If you thought this is a conservative nation of Muslim puritans, think again. Indonesia is a surprisingly hedonistic society that could teach America a thing or two about the “pursuit of happiness” and pleasure.

Indonesians sometimes have it rough — with poverty, poor health, traffic jams, and pollution — but they constantly and unapologetically compensate themselves for these hardships. In Western countries, salons and spas are for the affluent, while in Indonesia even slum dwellers set aside the time (and as little as 50 cents) for a cream bath scalp massage or foot reflexology at a local spa shack. Infidelity, drugs and prostitution are rampant across all social classes in Indonesia. Why? Because people enjoy it, and deny themselves very little.


See all the young women wearing headscarves on the streets? Muslim extremists? Not even close. In fact many probably work as office girls for multinational companies and might even join colleagues at a karaoke lounge at night. Indonesia is a constant interplay between surface and substance, and nowhere is this more apparent than in the confusing, paradoxical attitude toward religion. The country is a cradle of “nominal Islam” – around 85% identify themselves as Muslims, yet very few are religious in the orthodox sense.

The government dictates that every citizen must belong to one of the country’s six official religions, and this gets listed on every Indonesian’s ID card. But for most Indonesians, religion is more of an identity label, security blanket or family tradition than a matter of orthodox belief or practice.
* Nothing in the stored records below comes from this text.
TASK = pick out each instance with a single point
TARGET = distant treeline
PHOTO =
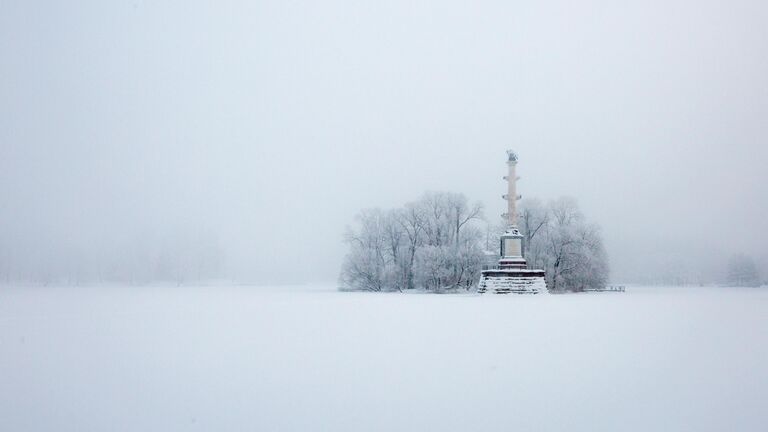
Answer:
(440, 242)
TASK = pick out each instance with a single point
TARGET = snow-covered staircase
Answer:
(520, 281)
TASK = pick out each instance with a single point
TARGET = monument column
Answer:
(512, 241)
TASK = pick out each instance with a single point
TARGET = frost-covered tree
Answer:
(431, 243)
(742, 271)
(559, 240)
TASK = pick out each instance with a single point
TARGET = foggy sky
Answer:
(261, 128)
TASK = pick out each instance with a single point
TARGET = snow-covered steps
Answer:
(512, 281)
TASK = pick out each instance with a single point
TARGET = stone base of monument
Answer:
(512, 281)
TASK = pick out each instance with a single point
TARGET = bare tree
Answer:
(742, 271)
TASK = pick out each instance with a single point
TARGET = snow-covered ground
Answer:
(310, 358)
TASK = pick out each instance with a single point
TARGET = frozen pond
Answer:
(310, 358)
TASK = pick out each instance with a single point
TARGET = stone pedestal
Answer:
(512, 276)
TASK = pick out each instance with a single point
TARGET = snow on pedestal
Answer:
(512, 274)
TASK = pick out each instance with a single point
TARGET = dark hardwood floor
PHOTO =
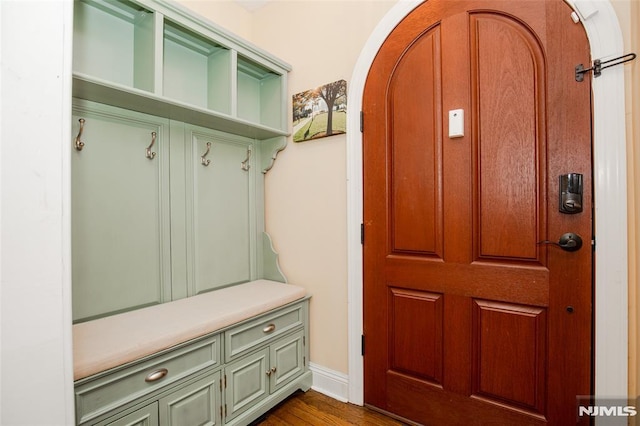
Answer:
(314, 408)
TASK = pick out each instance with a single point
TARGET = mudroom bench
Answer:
(222, 357)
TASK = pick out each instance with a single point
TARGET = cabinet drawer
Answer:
(97, 396)
(245, 337)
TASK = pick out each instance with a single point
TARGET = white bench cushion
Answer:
(105, 343)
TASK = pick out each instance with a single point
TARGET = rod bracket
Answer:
(599, 65)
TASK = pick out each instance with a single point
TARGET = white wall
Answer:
(36, 379)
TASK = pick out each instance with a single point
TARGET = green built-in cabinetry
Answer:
(229, 376)
(175, 122)
(154, 56)
(161, 210)
(181, 315)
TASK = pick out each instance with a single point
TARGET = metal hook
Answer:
(150, 155)
(245, 164)
(203, 158)
(77, 143)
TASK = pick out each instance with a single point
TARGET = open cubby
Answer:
(259, 94)
(114, 41)
(196, 70)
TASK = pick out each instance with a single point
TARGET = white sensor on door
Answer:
(456, 123)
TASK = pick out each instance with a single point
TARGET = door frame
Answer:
(610, 194)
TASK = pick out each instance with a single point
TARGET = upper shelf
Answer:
(158, 58)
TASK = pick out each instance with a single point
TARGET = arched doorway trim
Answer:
(610, 186)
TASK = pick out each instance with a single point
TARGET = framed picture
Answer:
(320, 112)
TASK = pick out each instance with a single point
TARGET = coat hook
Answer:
(203, 158)
(245, 164)
(149, 154)
(78, 144)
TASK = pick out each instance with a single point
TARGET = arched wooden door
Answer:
(470, 315)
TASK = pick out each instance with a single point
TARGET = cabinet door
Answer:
(287, 357)
(247, 383)
(196, 404)
(119, 211)
(221, 211)
(146, 416)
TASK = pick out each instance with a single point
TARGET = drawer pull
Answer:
(156, 375)
(269, 328)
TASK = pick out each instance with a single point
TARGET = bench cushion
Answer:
(105, 343)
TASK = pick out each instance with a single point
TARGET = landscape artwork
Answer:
(320, 112)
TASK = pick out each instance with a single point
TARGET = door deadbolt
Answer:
(570, 193)
(567, 242)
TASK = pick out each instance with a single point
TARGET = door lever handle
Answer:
(567, 242)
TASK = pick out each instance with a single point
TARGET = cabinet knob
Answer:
(269, 328)
(156, 375)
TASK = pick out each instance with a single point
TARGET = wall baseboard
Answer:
(330, 382)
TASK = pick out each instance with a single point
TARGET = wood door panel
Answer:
(416, 333)
(507, 90)
(509, 349)
(453, 225)
(429, 407)
(523, 285)
(416, 149)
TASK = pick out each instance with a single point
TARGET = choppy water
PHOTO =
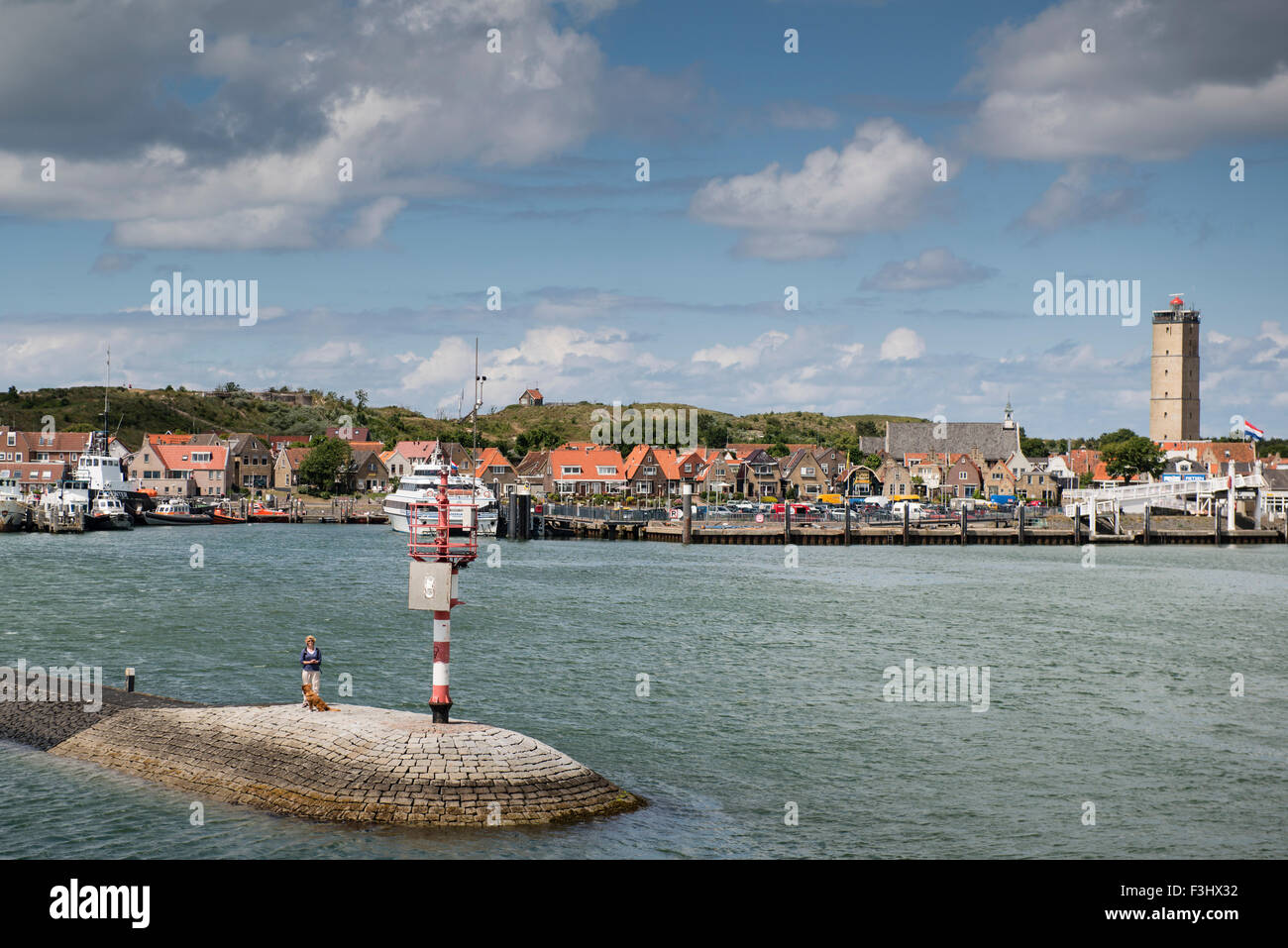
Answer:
(1109, 685)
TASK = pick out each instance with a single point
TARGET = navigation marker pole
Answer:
(433, 581)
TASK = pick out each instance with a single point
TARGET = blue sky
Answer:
(768, 168)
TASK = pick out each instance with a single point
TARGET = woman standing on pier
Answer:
(310, 661)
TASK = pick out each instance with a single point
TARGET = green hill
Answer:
(514, 429)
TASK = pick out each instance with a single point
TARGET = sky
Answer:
(1111, 155)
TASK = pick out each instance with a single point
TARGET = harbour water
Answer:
(1108, 685)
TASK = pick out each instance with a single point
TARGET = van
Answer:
(911, 506)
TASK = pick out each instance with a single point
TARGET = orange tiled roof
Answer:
(588, 462)
(174, 456)
(487, 459)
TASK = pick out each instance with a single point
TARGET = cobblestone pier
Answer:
(353, 764)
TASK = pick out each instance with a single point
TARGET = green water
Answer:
(1108, 685)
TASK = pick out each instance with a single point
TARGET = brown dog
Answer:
(314, 699)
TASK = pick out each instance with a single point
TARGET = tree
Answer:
(1131, 456)
(712, 432)
(326, 464)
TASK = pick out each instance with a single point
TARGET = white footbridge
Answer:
(1207, 497)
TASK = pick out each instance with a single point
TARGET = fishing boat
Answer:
(174, 513)
(262, 514)
(107, 511)
(13, 510)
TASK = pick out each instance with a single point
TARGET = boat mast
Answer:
(478, 397)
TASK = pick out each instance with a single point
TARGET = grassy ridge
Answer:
(514, 428)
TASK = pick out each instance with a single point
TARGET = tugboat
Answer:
(102, 472)
(107, 511)
(13, 510)
(262, 514)
(227, 511)
(174, 513)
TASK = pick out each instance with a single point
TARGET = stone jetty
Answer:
(352, 764)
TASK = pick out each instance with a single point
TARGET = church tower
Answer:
(1173, 377)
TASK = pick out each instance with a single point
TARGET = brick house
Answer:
(585, 472)
(896, 479)
(183, 471)
(494, 472)
(533, 472)
(964, 478)
(1037, 484)
(407, 454)
(648, 473)
(803, 473)
(369, 472)
(761, 474)
(286, 468)
(999, 479)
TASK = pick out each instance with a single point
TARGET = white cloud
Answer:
(902, 344)
(1164, 80)
(403, 89)
(932, 269)
(877, 181)
(741, 356)
(1073, 198)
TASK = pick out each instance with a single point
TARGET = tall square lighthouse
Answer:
(1173, 375)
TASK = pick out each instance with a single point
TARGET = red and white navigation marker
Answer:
(436, 559)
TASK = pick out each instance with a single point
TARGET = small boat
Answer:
(227, 513)
(369, 517)
(262, 514)
(13, 510)
(107, 511)
(174, 513)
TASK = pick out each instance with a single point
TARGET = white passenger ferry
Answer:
(421, 487)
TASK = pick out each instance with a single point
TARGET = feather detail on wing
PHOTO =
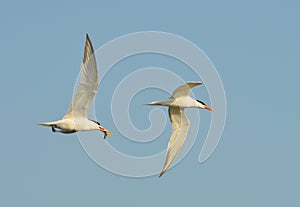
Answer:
(88, 84)
(180, 126)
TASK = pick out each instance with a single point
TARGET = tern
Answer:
(179, 100)
(76, 119)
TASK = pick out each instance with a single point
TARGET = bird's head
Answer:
(202, 105)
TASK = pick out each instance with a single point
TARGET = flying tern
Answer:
(179, 100)
(76, 119)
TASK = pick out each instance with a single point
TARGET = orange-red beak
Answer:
(208, 108)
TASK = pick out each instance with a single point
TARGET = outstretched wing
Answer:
(88, 84)
(184, 90)
(180, 125)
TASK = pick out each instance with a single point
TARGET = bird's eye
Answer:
(201, 102)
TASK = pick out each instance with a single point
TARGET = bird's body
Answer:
(76, 119)
(179, 100)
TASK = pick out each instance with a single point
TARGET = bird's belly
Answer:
(185, 102)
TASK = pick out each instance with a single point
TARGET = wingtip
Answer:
(161, 174)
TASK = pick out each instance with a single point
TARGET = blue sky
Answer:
(255, 48)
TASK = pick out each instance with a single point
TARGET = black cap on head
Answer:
(96, 122)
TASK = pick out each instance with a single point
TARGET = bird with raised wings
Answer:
(76, 119)
(179, 100)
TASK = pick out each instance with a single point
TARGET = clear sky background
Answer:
(253, 44)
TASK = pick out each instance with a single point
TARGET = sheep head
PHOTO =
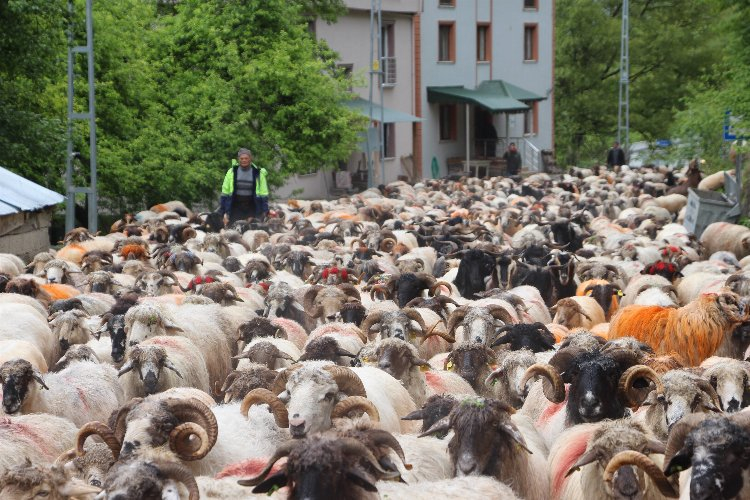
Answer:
(70, 328)
(406, 324)
(27, 482)
(472, 361)
(397, 357)
(315, 395)
(142, 425)
(17, 377)
(716, 448)
(473, 450)
(148, 361)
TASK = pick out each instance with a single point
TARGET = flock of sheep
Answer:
(500, 338)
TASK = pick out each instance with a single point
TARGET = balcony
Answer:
(388, 66)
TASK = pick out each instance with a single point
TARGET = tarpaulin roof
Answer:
(18, 194)
(493, 95)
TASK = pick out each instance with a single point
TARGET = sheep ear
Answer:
(169, 365)
(272, 483)
(590, 456)
(680, 462)
(358, 477)
(442, 425)
(512, 431)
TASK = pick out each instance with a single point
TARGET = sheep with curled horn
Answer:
(710, 453)
(408, 286)
(490, 439)
(479, 324)
(323, 303)
(602, 385)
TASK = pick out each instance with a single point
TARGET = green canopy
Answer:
(389, 115)
(493, 95)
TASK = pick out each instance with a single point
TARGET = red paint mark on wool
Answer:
(249, 468)
(82, 397)
(552, 409)
(435, 382)
(565, 460)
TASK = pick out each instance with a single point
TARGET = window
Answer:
(389, 140)
(346, 70)
(388, 52)
(531, 120)
(484, 42)
(530, 42)
(448, 122)
(446, 42)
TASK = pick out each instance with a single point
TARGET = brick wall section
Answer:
(417, 130)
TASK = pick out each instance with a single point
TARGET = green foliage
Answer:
(179, 88)
(672, 45)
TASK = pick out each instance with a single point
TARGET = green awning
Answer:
(389, 115)
(493, 95)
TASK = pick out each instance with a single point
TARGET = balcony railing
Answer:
(389, 71)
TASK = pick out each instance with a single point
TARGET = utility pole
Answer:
(90, 116)
(623, 107)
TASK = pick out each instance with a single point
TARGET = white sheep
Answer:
(11, 349)
(205, 325)
(38, 437)
(726, 236)
(82, 392)
(160, 363)
(23, 322)
(584, 312)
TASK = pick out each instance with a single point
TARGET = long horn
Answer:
(499, 312)
(633, 397)
(679, 433)
(179, 472)
(103, 431)
(265, 396)
(631, 457)
(706, 387)
(370, 320)
(414, 315)
(553, 387)
(282, 451)
(456, 317)
(347, 381)
(345, 406)
(197, 419)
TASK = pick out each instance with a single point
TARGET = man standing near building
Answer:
(512, 160)
(615, 156)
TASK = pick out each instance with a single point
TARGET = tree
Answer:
(672, 44)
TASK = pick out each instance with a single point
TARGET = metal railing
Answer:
(388, 66)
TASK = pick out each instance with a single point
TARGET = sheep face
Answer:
(154, 284)
(594, 386)
(717, 451)
(18, 377)
(484, 434)
(473, 362)
(149, 361)
(731, 381)
(27, 482)
(311, 395)
(397, 357)
(55, 271)
(145, 321)
(682, 396)
(70, 328)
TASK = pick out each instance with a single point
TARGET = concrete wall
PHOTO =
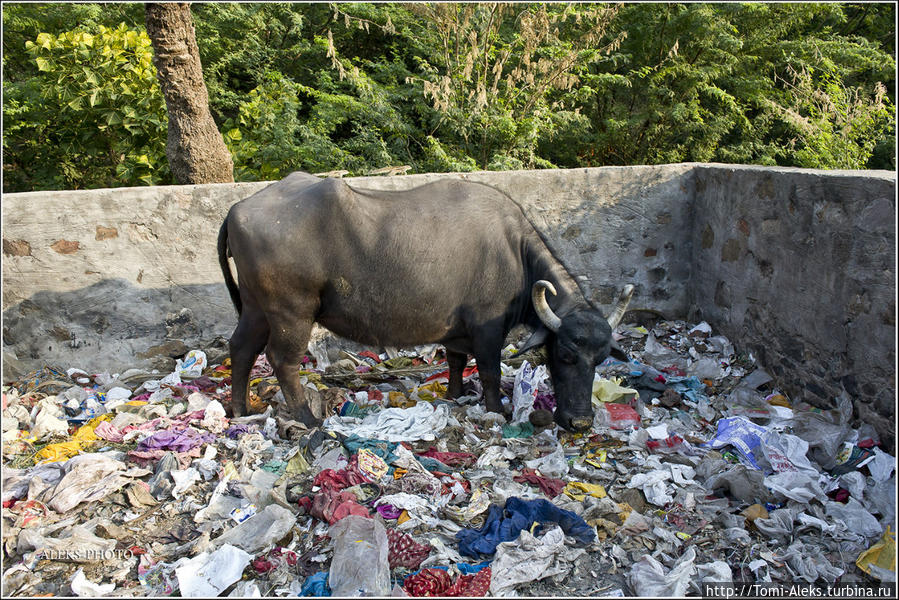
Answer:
(795, 265)
(108, 279)
(798, 266)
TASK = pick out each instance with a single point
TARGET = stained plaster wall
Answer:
(794, 265)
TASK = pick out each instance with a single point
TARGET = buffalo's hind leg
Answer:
(286, 346)
(247, 341)
(456, 362)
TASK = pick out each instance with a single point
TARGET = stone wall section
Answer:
(796, 266)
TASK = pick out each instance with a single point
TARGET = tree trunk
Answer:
(195, 148)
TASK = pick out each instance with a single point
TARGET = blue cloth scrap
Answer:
(432, 464)
(464, 569)
(504, 525)
(467, 569)
(316, 585)
(743, 435)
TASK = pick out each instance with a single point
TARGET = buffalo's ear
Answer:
(538, 338)
(617, 352)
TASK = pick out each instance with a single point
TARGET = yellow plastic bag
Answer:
(58, 452)
(578, 490)
(432, 391)
(86, 433)
(882, 554)
(399, 400)
(611, 390)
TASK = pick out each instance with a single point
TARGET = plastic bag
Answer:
(621, 416)
(826, 431)
(551, 465)
(882, 465)
(193, 364)
(259, 531)
(360, 565)
(524, 391)
(607, 390)
(743, 435)
(881, 556)
(209, 573)
(855, 517)
(658, 355)
(647, 576)
(85, 588)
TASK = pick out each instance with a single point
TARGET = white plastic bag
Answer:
(359, 566)
(648, 576)
(85, 588)
(259, 531)
(209, 573)
(193, 364)
(524, 391)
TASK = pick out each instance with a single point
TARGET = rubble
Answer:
(697, 470)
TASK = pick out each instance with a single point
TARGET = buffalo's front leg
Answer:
(487, 356)
(286, 346)
(245, 344)
(456, 362)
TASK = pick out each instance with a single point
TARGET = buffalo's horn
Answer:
(546, 314)
(623, 300)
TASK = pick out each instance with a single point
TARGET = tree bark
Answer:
(195, 148)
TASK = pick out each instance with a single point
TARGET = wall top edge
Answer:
(876, 174)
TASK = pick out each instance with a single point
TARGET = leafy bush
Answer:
(93, 117)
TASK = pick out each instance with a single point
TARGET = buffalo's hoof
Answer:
(541, 418)
(305, 416)
(574, 423)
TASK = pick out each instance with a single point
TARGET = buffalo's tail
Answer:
(226, 268)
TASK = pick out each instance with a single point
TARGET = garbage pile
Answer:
(697, 470)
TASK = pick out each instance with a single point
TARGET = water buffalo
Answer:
(452, 262)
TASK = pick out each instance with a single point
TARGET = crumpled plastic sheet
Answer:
(807, 562)
(855, 517)
(741, 433)
(88, 477)
(207, 574)
(505, 524)
(524, 391)
(553, 464)
(80, 545)
(420, 422)
(742, 482)
(531, 558)
(796, 485)
(654, 483)
(179, 441)
(648, 577)
(259, 531)
(84, 588)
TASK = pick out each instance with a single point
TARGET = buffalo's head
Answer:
(576, 343)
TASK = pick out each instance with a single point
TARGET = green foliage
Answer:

These official religious labels mask over society’s far deeper influences: pre-Islamic animist and Hindu roots, folk superstitions, and possibly more time spent worshiping English football matches or pop stars than praying in mosques or churches.


Indonesians take humble pride in their own culture and achievements, but are incredibly open to outside influence. (Unlike the Thais, for example.) They are very welcoming and adaptive toward foreigners. There’s no xenophobia here.

This extends to the business world too. Foreigners have been welcomed into many of Indonesia’s largest conglomerates as both senior directors and shareholders, while many have started major local companies of their own. This open-minded society has resulted in an open market full of opportunity.

This openness may explain why travel is booming. Indonesians are increasingly traveling overseas, interacting more intensively with the world and global economy. Indonesian expats are returning from years overseas to participate in the nation-building at home, becoming local entrepreneurs, academics, NGO types, lawyers, etc. And Indonesians are suddenly eagerly touristing locally, discovering their own country in a way they never did before.


The future looks bright for Indonesia.

There have been three democratic, peaceful regime changes in the 15 years since the big reform, and no real fear that Indonesia will return to dictatorship.

Indonesia is today the most democratic country in Southeast Asia, having surpassed more “progressive” neighbors like Thailand, the Philippines and Malaysia. (Just fifteen years ago, Indonesia would have trailed far behind.)

Despite criticism of the current government — which in itself is a breath of fresh air — President Susilo Bambang Yudhoyono managed to steer the economy very skillfully, attracting huge foreign direct investment.


In Indonesia, one must always look beyond the surface at the substance. It’s easy to be intimidated by corruption, traffic and pollution. But those frustrations are merely superficial distractions in a country that is unbelievably welcoming and more open for business than ever before.